The results of the coded model shows that the regression coefficients for the coded variables as the same from the example using homogeneous conditions. The fact that we have split the design in blocks and that the blocks are significant hasn't affected the analysis; we can see exactly the same effects. However, the p-values show that the regression coefficients are less significant than the factors in the ANOVA table, and are also less significant than the results in the homogeneous conditions. In addition, the R-squared of 0.7785 is lower than the one from the homogeneous conditions, that was 0.966. This is happening because the regression model does not take into account the blocks. And it couldn't. Unlike fixed factors, as temperature, pH, concentration, type of enzyme, stirring rate and so on, the effect of the blocks is not constant and can not be predicted by a model. The effect of the blocks comes from nuisance variables that we cannot control. As a result, the R-squared is too low to build contour plots. The model explains only 77.8 % of the data variability.
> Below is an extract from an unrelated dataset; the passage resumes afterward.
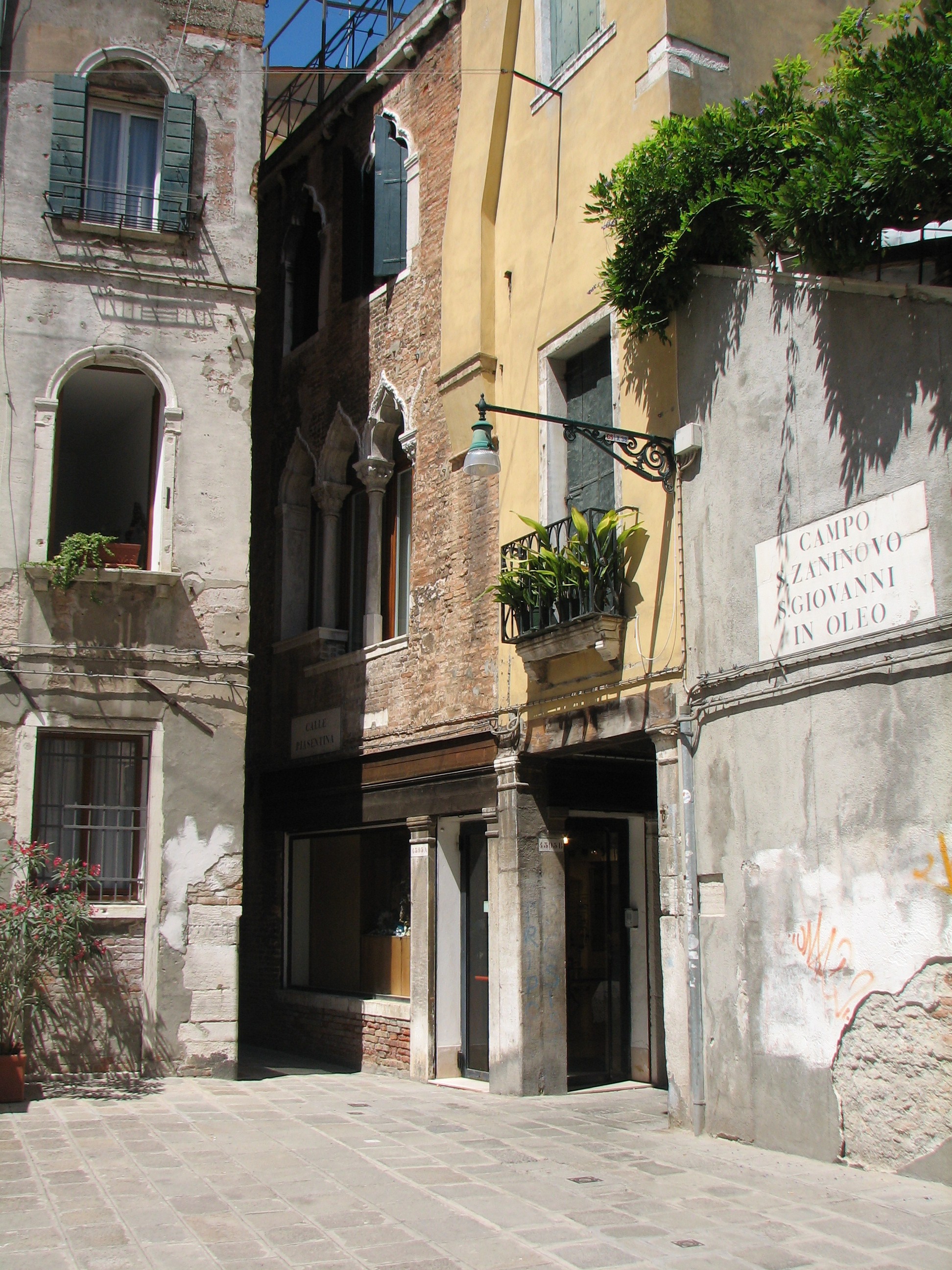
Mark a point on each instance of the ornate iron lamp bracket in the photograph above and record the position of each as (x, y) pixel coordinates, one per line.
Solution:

There is not a fixed threshold of R-squared to build contour plots. I would say that over 0.9 or 90 % we are in the safe zone; between 0.8 and 0.9 we have to think twice. Maybe there are better ways of showing the results. And below 0.8 I would not use contour plots once they don’t show how far the experimental points are from the predicted contour lines, and the contour lines have a low representation of the behaviour of the system. If we can not use contour plots, which type of graphs can be used to illustrate the results? In this particular case, I would suggest bar graphs.